The Ombudsman wrote to ACC notifying it of his intention to investigate whether ACC had failed to:
pay attendant care since the medical misadventure occurred in 1983;
advise the family of their entitlements to attendant care and reimbursement for various expenses they had incurred to give the claimant appropriate care;
give an adequate explanation as to why payments for attendant care and other expenses were not made;
acknowledge the need for 100 percent attendant care which ultimately led to the decision to decline the claim for compensation under section 80(3) of the AC Act 1982; and
give sufficient information to enable the family to ascertain if the claimant had received all his periodical entitlements.
The Ombudsman sought confirmation as to whether ACC, in accordance with the assurance already given to the family, would now pay the backdated attendant care compensation to the date of the misadventure in 1983.
In response, ACC advised that to qualify for backdated attendant care payment a claimant must meet the strict requirements of section 121(3) of the Accident Compensation Act 1972 or section 80(3) of the Accident Compensation Act 1982. The claimant must be shown to require ‘constant personal attention’. The High Court had interpreted this as meaning that a person needs care of a personal nature 24 hours per day. ACC said that, after a careful review of the medical and other information held by ACC, it did not believe that the claimant, although very seriously injured, met this threshold of requiring constant personal attention. As a result, the initial claim made on his behalf was declined. However, the review of this decision saw it overturned and ACC accepted the subsequent recommendation that payment for compensation for attendant care be made from the date of the claimant’s discharge from hospital until the present.

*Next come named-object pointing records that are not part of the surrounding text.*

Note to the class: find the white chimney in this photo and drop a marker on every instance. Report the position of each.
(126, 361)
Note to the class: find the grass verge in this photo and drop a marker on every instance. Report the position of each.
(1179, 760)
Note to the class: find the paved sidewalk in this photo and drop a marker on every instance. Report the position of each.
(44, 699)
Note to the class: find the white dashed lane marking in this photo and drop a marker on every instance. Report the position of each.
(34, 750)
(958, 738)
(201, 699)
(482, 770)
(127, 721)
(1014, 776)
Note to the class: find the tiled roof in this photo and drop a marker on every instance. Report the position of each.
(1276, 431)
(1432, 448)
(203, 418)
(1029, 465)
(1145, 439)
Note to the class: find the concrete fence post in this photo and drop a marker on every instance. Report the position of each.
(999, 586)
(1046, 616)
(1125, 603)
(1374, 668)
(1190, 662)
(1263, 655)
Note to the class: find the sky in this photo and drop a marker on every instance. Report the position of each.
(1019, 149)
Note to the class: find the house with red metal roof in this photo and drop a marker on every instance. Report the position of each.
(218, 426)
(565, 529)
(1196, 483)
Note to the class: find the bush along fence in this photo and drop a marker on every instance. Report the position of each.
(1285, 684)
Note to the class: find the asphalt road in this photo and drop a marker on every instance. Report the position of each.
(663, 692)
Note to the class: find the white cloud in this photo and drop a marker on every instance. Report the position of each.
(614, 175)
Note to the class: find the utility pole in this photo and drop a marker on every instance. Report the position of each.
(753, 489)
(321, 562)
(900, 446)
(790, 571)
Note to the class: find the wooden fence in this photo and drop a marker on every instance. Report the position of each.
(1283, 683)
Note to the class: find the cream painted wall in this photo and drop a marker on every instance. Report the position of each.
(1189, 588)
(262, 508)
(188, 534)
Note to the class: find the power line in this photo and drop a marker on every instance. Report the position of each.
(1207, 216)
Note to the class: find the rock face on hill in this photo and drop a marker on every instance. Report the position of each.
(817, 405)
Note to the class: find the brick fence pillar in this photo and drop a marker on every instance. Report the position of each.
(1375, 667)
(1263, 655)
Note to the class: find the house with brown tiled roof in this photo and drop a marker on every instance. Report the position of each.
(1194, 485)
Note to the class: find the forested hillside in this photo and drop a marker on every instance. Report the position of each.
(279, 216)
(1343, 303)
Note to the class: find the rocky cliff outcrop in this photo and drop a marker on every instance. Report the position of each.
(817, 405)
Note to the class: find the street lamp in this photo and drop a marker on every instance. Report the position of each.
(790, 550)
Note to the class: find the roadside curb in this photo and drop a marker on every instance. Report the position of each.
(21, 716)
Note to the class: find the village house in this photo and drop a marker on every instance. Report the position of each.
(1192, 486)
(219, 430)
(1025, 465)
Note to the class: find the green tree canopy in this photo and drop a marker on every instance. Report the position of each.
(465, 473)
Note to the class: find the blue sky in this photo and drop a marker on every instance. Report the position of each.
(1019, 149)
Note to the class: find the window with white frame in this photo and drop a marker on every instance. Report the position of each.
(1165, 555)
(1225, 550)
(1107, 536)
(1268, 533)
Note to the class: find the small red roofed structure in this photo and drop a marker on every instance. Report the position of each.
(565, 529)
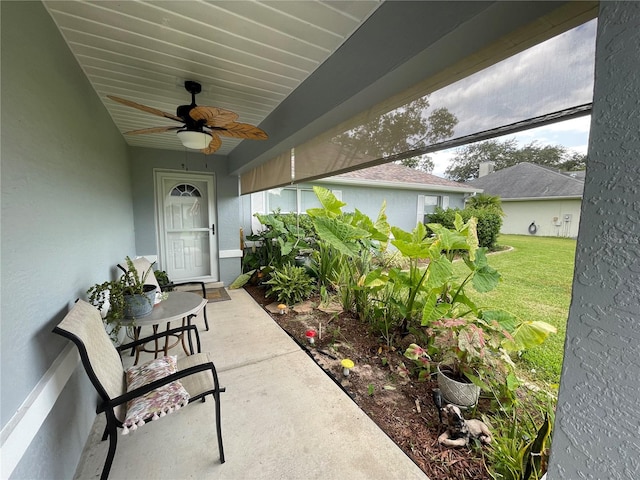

Part of the recommendation was that ACC enter into negotiations with the family to reach agreement about the amount of compensation to be awarded to the claimant in accordance with section 80(3) of the 1982 Act. ACC said it was finalising preparations to enter into those discussions with the claimant’s family. It accepted that the process had taken longer than necessary but it anticipated that it would be ready to begin negotiations about the nature of any settlement shortly.
The Ombudsman acknowledged this and asked that he be kept informed as to developments so that he could ensure that the family’s complaints were being appropriately considered by ACC.
Six weeks later the family confirmed that ACC had been in contact on several occasions and that they had been provided with a detailed calculation of backdated payment for the period from October 1983 to November 2002. This was to be paid to the claimant’s property manager once one was appointed under the Protection of Personal and Property Rights Act 1988.
ACC provided the Ombudsman with a supplementary report on the developments and payment of the backdated attendant care. The Ombudsman was satisfied that no further action on his part was required and he discontinued his investigation.
This case note is published under the authority of the Ombudsmen Rules 1989. It sets out an Ombudsman’s view on the facts of a particular case. It should not be taken as establishing any legal precedent that would bind an Ombudsman in future.